We can reverse engineer the $t$-value too using just the output from the lm()
function. One can imagine that if one would plot a situation where the null hypothesis (H0) is true, the slope of that line would be 0 since then there’s no difference between the mean of the two groups. We’ll take the difference between our observed slope, or the slope of the alternative hypothesis (H0), and the slope of the null hypothesis, which is 0, and divide that by the standard error of the sampling distribution, which is given by the lm()
function as the Std. Error
of the groupPAT
row:
$$ \begin{eqnarray} t &=& \frac{slope~of~regression~line~at~H_{a} - slope~of~regression~line~at~H_{0}}{standard~error~of~sampling~distribution}\newline &=& \frac{1.6177 - 0}{0.3952} = 4.093 \end{eqnarray} $$
Which as you’ll notice is one thousandths-decimal place off, which is due to rounding errors. lm()
reports up to 4 decimal points while it uses more for the calculation.

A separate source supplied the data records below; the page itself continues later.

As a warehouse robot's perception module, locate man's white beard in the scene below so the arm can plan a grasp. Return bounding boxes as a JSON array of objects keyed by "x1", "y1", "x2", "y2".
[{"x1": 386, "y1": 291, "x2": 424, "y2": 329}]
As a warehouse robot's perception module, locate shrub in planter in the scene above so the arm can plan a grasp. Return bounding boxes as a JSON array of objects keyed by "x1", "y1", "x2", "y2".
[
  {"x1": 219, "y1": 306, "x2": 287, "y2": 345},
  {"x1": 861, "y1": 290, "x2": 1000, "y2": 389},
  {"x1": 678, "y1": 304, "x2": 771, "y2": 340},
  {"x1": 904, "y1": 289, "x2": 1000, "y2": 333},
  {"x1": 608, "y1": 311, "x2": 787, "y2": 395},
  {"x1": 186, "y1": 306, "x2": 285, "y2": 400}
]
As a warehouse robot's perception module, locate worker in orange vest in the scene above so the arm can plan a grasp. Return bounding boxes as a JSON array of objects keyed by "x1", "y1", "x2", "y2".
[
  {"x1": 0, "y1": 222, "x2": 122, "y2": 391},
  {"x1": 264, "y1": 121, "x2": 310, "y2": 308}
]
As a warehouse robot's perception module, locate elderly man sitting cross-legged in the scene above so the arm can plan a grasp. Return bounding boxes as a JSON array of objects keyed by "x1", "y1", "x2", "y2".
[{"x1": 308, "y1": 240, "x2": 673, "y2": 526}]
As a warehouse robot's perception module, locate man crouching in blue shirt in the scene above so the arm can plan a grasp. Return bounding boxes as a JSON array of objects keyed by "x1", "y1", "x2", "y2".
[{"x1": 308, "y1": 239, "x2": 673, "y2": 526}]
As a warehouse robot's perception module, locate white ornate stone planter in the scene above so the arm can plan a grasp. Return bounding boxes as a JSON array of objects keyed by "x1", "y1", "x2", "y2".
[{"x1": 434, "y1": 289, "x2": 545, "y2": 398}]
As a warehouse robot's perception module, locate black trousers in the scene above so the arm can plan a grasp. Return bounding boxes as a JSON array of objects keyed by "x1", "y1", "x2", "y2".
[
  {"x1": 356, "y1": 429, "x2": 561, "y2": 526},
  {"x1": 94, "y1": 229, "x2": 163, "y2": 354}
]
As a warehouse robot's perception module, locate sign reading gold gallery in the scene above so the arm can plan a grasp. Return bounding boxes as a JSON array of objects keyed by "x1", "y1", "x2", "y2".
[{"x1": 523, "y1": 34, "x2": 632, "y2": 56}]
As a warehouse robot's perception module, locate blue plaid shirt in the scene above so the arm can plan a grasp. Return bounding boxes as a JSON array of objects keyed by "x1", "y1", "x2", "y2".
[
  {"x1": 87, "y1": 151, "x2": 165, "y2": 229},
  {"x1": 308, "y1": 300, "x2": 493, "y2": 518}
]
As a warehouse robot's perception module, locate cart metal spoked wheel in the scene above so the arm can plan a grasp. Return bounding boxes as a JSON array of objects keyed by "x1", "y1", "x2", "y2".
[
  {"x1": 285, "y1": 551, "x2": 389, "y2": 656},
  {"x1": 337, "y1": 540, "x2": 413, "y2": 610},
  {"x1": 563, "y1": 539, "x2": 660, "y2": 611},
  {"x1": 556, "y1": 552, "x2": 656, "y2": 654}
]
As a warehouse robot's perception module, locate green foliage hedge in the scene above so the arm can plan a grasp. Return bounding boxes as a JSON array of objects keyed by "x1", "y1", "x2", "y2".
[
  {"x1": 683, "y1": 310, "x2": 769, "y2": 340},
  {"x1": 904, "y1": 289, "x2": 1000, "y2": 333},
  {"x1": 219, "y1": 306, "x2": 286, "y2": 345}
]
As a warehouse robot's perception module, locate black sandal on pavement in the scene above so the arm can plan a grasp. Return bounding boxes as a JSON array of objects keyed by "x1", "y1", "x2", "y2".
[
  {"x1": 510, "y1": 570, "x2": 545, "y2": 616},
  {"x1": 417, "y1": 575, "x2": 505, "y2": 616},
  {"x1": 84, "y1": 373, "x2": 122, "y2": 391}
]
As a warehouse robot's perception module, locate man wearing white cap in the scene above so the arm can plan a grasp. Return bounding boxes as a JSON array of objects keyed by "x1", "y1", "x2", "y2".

And now we’ve come full circle, because the slope of the regression line is nothing more than the difference between the mean of the second group minor the mean of the first group. Now we can go back to the figure we made earlier and see how all these values relate:
ggplot(data, aes(x = group)) +
geom_jitter(aes(y = concentration),
width = 5e-2,
size = 2, alpha = 0.75
) +
geom_point(
data = mean_concentration, aes(y = mean_conc),
color = "violet", size = 5
) +
geom_line(
data = mean_concentration, aes(y = mean_conc),
group = 1, linewidth = 2, color = "violet"
) +
geom_segment(
data = NULL, aes(
x = 0.4, xend = 0.925,
y = mean(g1), yend = mean(g1)
),
color = "grey", linewidth = 0.2
) +
geom_segment(
data = NULL,
aes(
x = 0.4, xend = 1.925,
y = mean(g2), yend = mean(g2)
),
color = "grey", linewidth = 0.2
) +
geom_text(
data = data.frame(),
aes(x = 1.45, y = 0.18 + (mean(g1) + mean(g2)) / 2),
label = "a = 1.6177", angle = 21
) +
scale_y_continuous(
breaks = round(c(seq(2.5, 10, 2.5), mean(g1), mean(g2)), 4),
minor_breaks = seq(1.25, 8.75, 2.5)
) +
theme_minimal()
And that’s how a Two-Sample T-test is basically a linear model!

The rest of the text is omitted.